The Tate Galleries and Slavery

Over the years there has been much debate about Henry Tate’s association with slavery. As we reflect on this important question, we have invited the historical researchers at the Centre for the Study of the Legacies of British Slave-ownership at University College London to share their analysis. We have worked with them on this statement regarding what we know about the historical facts, and some of the questions which remain unanswered.

This statement represents one starting-point for reassessing the legacies of historical slave ownership at Tate. These legacies affect different people in different ways. But there can be no doubt that British culture was shaped by the institution of slavery in many, fundamental ways. Facing these histories honestly may be difficult, but we are seeking ways to acknowledge their significance in more direct and explicit ways, through research, interpretation and debate.

view of the rotunda ceiling

© photo: Rikard Österlund

From Centre for the Study of the Legacies of British Slave-ownership, University College London:

For two centuries Britain was deeply involved in chattel slavery in its colonies in the Caribbean and mainland Americas, where enslaved people produced sugar, coffee, cocoa, cotton, mahogany, indigo and other tropical goods. The enslaved people were either themselves captive Africans forcibly transported across the Atlantic, or the descendants of such people and born in captivity in the British colonies of the Caribbean and mainland Americas. In this period wealth from slavery permeated Britain’s economy and society, and the legacies of British colonial slavery continued beyond the abolition of Britain’s slave-trade in 1807 and of slavery itself in 1833/34. After the end of Britain’s own slave-empire, its cotton industry continued to depend on slave-grown cotton from the southern states of the US until 1865.

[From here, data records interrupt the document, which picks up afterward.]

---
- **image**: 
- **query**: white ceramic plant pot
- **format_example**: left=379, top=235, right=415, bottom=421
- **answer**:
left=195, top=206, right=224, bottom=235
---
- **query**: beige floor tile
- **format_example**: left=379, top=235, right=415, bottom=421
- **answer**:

In the work of the Centre for the Study of the Legacies of British Slave-ownership devoted to recovering the legacies of slave-ownership and re-inscribing slavery in Britain’s history, we have for several years been concerned about the reflexive association of Henry Tate, of Tate & Lyle and of the Tate galleries with the slave-trade and slave-ownership. This association has been expressed in many places, including Tate’s own website. The issues raised by Tate & Lyle and the Tate galleries are more complex and relate to the periods after the abolition of slavery under the 1833 Act (which became effective in 1834 and under which the enslaved people became free in 1838).

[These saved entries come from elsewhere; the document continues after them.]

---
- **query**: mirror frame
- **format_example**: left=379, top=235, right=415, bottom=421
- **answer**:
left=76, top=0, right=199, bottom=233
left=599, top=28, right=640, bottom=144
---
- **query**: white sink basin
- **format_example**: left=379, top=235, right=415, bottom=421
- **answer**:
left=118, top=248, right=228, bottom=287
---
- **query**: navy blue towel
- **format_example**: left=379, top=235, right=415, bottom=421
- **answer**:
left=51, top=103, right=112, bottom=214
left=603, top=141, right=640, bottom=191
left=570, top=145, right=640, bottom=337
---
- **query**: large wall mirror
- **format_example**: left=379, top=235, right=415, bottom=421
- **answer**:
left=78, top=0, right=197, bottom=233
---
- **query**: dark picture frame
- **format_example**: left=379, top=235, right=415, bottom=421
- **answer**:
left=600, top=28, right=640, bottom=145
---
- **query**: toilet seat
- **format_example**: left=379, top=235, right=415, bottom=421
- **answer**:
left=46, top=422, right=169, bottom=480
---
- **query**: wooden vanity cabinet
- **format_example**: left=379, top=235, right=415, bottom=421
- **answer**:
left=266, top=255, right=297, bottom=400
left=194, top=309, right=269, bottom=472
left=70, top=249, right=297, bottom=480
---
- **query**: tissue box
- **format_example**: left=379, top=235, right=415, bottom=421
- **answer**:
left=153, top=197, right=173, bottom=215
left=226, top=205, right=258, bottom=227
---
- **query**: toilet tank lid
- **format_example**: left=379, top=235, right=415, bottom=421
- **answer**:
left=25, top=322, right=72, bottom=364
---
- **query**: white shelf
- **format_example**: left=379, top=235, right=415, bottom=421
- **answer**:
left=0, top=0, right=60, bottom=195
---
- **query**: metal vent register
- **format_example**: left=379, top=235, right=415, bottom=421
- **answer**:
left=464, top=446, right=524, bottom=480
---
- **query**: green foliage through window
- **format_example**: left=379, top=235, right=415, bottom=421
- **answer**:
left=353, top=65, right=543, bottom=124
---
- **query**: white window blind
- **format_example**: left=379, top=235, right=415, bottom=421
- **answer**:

Neither Henry Tate nor Abram Lyle was born when the British slave-trade was abolished in 1807. Henry Tate was 14 years old when the Act for the abolition of slavery was passed in 1833; Abram Lyle was 12. By definition, neither was a slave-owner; nor have we found any evidence of their families or partners owning enslaved people.

However, we believe the firms founded by the two men, which later combined as Tate & Lyle, do connect to slavery in less direct but fundamental ways. First, the sugar industry on which both the Tate and the Lyle firms (the two merged in 1921) were built in the 19th century was itself absolutely constructed on the foundation of slavery in the 17th and 18th centuries, both in supply and in demand. Without slavery, the British sugar industry and the wider Atlantic sugar industry would not have existed in the form and on the scale they did. Henry Tate’s career began as an apprentice to a dry goods merchant; Abram Lyle’s father was a cooper in Glasgow whose firm Abram Lyle joined. Both these precursor businesses were closely connected to slave-grown sugar, which formed the basis for developing the consumer market served by dry goods merchants and for fostering supporting industries such as cooperage that furnished the casks for transportation of sugar and rum. Throughout the period of slavery, sugar grown in the British colonies had been brought into Britain at lower tariffs than sugar from foreign producers, thus protecting British slave-owners from foreign competition in the domestic market.

Secondly, after the end of Britain’s own slave-economy, Britain’s sugar, including sugar for the Tate and Lyle companies, continued to come mainly from the Caribbean and South America. We do not know whether either sourced raw sugar from the slave-states of Cuba and Brazil which, after the equalisation of sugar-duties beginning in 1846, had become competitive suppliers to the British market and which remained slave-economies. Raw sugar imported from the British Caribbean by the Tate or Lyle companies in the post-slavery era would have been from estates established under slavery but worked at that point by wage-labourers and, in the case of British Guiana and Trinidad, by indentured labour, a system which lasted into the early 20th century. The monoculture of sugar, and the land-ownership and labour practices implemented by British firms that dominated the industry in the British colonies in the second half of the 19th century and most of the 20th century, contributed to the progressive under-development and impoverishment of the Caribbean.

Thirdly, Tate’s collections include items given by or associated with individuals who were slave-owners or whose wealth came from slavery. For example, J.M.W. Turner's Sussex sketchbooks were connected with commissions from John Fuller; Sir Joshua Reynolds’s The Banished Lord was presented by Rev. William Long; and Reynolds's The Infant Samuel was bequeathed by Charles Long, Lord Farnborough.

While it is important to emphasise that Henry Tate was not a slave-owner or slave-trader, it is therefore not possible to separate the Tate galleries from the history of colonial slavery from which in part they derive their existence.